The tank was completely filled at this moment with nothing leaking.
 
#5 ·
Might be the float isn't calibrated to your tank. My 73 Ranger tank never reads full and the previous owner warned me never to trust it below a quarter. I just learned to live with it as I've been too lazy to drop the tank to figure it out further.
 
#6 ·
Quite possible. Going to contact the merchant to see if there's anything they recommend. In the meantime going to see what effect driving around has, and pay better attention to the level the next time I fill the tank, see if maybe it just doesn't rise as far as it should.
 
#10 ·
An expression meaning to do something you may regret. I've heard where people had a lot of luck with them and others where they still weren't quite right. I only mention it as I went looking for a source for an OEM designed sending unit for your car and really didn't see any.
 
#15 ·
Ok, sorry to resurrect the thread, but this is still bugging me, and want to get on the right track before I make myself ill breathing in gasoline vapors again.

I've noticed that when I fill the tank, always stopping it when the pump does the auto shutoff, the fuel gauge does not read consistently. There always seems to be a 1/8 x 1/4 tank variance as to what it deems full, and always less than a full tank, but more than a half tank. By time it reads empty, it still has a half tank. And from time to time it will read a full tank, even though it is not full. For example, recently there was no more than 3/4 tank and it read full. After a couple days driving it dropped by a little less than 1/8 tank. Then it went back to whatever it was previously doing and showed between 1/4 and 1/2 tank.

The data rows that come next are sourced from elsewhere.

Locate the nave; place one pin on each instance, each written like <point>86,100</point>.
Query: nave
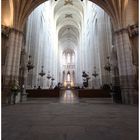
<point>69,118</point>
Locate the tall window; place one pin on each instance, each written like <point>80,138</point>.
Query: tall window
<point>68,58</point>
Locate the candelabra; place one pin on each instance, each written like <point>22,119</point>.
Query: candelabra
<point>48,77</point>
<point>95,74</point>
<point>42,73</point>
<point>29,64</point>
<point>107,67</point>
<point>52,79</point>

So, now that it's warming up and I can get back to working on the car, is it still my best bet to pull the sending unit to see what it's doing? Or does this seem more like an issue with the gauge or wiring?
 
#17 ·
HEY old school trick costs about ten bucks. If you want pull cluster loose enough ton reach behind and unplug'
next with key off use two jumper wires and the six volt lantern battery you bought hook battery to gauge terminals and turn on key be quick if needle moves right way will show a half tank if goes the other way shut off and reverse wires.

If this shows a half tank suspect a bad voltage regulator on cluster or bad wiring. Or you can bend float arm.

meagain
 
#18 ·
Dropping the tank shouldn't be too tough on the wagon, everything is easily accessible with nothing underneath. And the fuel pick up and all doesn't require dropping the tank, it's mounted on the front side, facing the axle. But, I'd like to explore possibilities that don't require accessing the tank. I've had too much exposure to gasoline vapors lately, and it's getting me sick.

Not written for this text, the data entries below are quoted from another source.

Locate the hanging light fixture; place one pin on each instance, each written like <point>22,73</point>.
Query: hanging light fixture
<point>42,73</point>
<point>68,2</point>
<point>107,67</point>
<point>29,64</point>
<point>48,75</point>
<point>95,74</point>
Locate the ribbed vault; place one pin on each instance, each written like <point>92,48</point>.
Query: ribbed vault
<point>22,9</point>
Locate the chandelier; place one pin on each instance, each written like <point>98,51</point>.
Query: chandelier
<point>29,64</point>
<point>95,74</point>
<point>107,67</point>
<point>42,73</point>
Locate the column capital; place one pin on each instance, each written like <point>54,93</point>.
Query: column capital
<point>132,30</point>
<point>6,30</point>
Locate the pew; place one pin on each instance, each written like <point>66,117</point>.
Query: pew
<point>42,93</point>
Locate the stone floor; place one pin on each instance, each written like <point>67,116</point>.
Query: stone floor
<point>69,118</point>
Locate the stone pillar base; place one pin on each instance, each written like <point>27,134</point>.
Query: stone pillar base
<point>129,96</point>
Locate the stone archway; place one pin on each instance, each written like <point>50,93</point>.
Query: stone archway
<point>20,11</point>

I'll give the dash a check, though. The front face over the cluster comes off easily enough, just not sure about the cluster itself. I don't have a 6V lantern battery, but I do have 4 D cell battery pack for a lantern, so that should do the trick. It's just so confusing why it behaves this way. At least I knew the sender was bad because the gauge didn't do anything at all until I installed the new sender and pick up. So, if the cluster itself is the remaining issue, is there a write-up somewhere on how to fix it? I've tried researching it, but everything I found only talked about replacing/repairing the sender, not the the gauge.

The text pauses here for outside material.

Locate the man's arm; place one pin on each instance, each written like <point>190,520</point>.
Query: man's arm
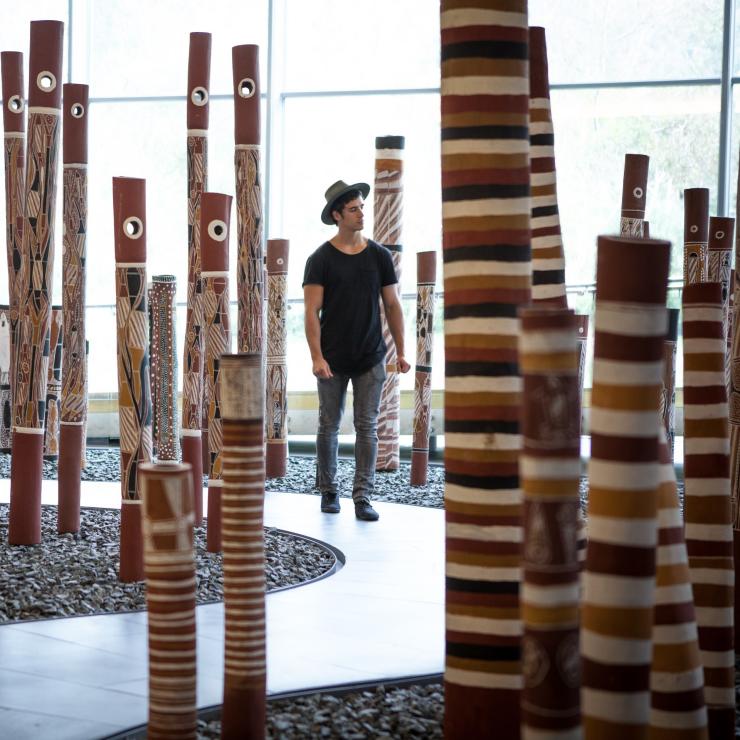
<point>313,299</point>
<point>394,317</point>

Also, I'm not sure bending the float arm will help, if the gauge is not malfunctioning. But if I must, then I'll pull the sender out and check it. I'll probably just run it dry first to reduce the vapors. I "fixed" my gas can recently so I can actually have a quick and trouble free time filling the tank. It's not fun standing on the side of the road in 15 degree weather holding a full 5-gallon gas can for 10 minutes, getting gas all over your gloves and only getting 4 gallons out.
 
#19 ·
I've never heard of anyone repairing a gauge, just replacing them. By pulling the sender, you can slowly move the pivot arm while watching the signal change. If the signal change is smooth it's probably the gauge. No chance that the float is hanging up on something in the tank?